Suddenly, the cloud is spreading. The term “fog computing,” or edge computing, was coined by Cisco in 2015. Fog computing basically decentralizes the cloud, spreading data over multiple data centers rather than one central storage system, Digital Journal reports. By using only one data center, there was usually a long distance between a user and their data. Fog computing aims to lessen this gap, allowing the information to travel more quickly.
This method of storage also improves cyber security, Digital Journal reports. Again, cloud storage keeps the file in one place, making it easy for an attacker to access the data. With fog storage, however, the data is picked apart and sprinkled into these separate storage centers.
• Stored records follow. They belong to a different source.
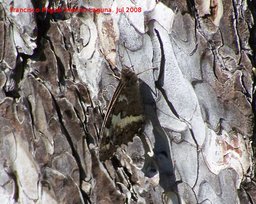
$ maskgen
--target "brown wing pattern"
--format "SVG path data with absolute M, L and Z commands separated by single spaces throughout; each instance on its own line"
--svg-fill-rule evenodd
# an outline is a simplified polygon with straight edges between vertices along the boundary
M 100 160 L 109 159 L 117 146 L 132 141 L 134 135 L 144 127 L 144 119 L 137 76 L 130 69 L 123 69 L 100 132 Z

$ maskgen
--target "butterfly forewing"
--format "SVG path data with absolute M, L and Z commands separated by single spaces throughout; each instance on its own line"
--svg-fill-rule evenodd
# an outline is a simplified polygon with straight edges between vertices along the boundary
M 137 76 L 131 69 L 124 69 L 100 132 L 100 160 L 109 159 L 117 146 L 132 141 L 144 125 L 144 111 Z

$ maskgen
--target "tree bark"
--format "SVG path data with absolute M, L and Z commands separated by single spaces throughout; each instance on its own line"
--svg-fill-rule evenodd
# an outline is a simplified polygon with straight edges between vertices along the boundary
M 256 203 L 255 3 L 92 1 L 0 0 L 1 203 Z M 125 67 L 147 123 L 101 162 Z

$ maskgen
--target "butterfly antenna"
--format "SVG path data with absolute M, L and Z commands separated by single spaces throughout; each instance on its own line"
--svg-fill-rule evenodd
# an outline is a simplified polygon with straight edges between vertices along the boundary
M 119 71 L 119 72 L 120 73 L 120 72 L 121 72 L 121 71 L 120 71 L 120 70 L 119 70 L 118 69 L 118 68 L 117 68 L 117 67 L 116 67 L 116 66 L 115 66 L 114 65 L 113 63 L 112 63 L 112 62 L 111 62 L 111 61 L 110 61 L 110 60 L 109 60 L 109 59 L 107 58 L 107 57 L 106 55 L 105 55 L 105 54 L 104 54 L 104 53 L 103 53 L 103 52 L 102 52 L 102 51 L 100 49 L 99 49 L 99 50 L 100 50 L 100 52 L 102 53 L 102 54 L 103 55 L 103 56 L 104 56 L 104 57 L 105 57 L 105 59 L 107 60 L 107 61 L 108 62 L 108 63 L 109 63 L 109 64 L 112 64 L 112 65 L 113 65 L 113 66 L 114 66 L 115 69 L 116 69 L 118 71 Z
M 145 71 L 147 71 L 148 70 L 150 70 L 151 69 L 153 69 L 153 70 L 157 70 L 158 69 L 157 69 L 157 67 L 152 67 L 151 68 L 149 68 L 148 69 L 147 69 L 145 70 L 143 70 L 142 71 L 140 72 L 139 73 L 138 73 L 138 74 L 136 74 L 136 75 L 139 75 L 139 74 L 142 74 L 143 72 L 145 72 Z
M 125 51 L 126 52 L 126 53 L 127 54 L 127 55 L 128 55 L 128 57 L 129 57 L 129 60 L 130 60 L 130 63 L 131 63 L 131 64 L 132 64 L 132 60 L 131 60 L 131 58 L 130 58 L 130 56 L 129 55 L 129 53 L 128 53 L 128 51 L 127 51 L 127 50 L 126 49 L 126 48 L 125 48 L 125 43 L 124 42 L 124 48 L 123 50 L 123 59 L 122 59 L 122 64 L 125 66 L 126 68 L 128 68 L 128 69 L 131 69 L 131 68 L 132 68 L 132 69 L 133 70 L 133 71 L 134 71 L 134 69 L 133 69 L 133 67 L 134 66 L 134 65 L 132 65 L 130 67 L 128 67 L 125 65 L 124 65 L 123 64 L 123 61 L 124 61 L 124 49 L 125 49 Z

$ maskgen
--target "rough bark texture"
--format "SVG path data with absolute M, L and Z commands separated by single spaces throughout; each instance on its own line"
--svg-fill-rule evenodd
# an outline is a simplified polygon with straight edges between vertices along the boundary
M 0 0 L 0 203 L 256 203 L 254 4 Z M 144 133 L 102 163 L 122 58 L 158 69 Z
If a hacker ends up accessing one of these centers, they would only be able to pull a random bit of the file.
Computer scientists Rosario Culmone and Maria Concetta De Vivo of the University of Camerino in Italy recently published a paper on fog computing in the International Journal of Electronic Security and Digital Forensics, further emphasizing the security and efficiency potential of this technology.
“Our proposal is based on this idea of a service which renders information completely immaterial in the sense that for a given period of time there is no place on earth that contains information complete in its entirety,” they write in the paper.
Bernard Marr, author of “Data Strategy,” writes in Forbes that organizations would need to have increased internet speed to access fog computing, alleging that the technology may require more time to take off.
“Any business relying on storing its data in someone else’s data center would be wise to consider this new trend, and analyze how their business might be affected in the future by lack of bandwidth to access it,” he writes. “It seems prudent then to consider how we might bring at least some of our data back down to earth until the US and other western nations have the wired and wireless Internet speeds we deserve.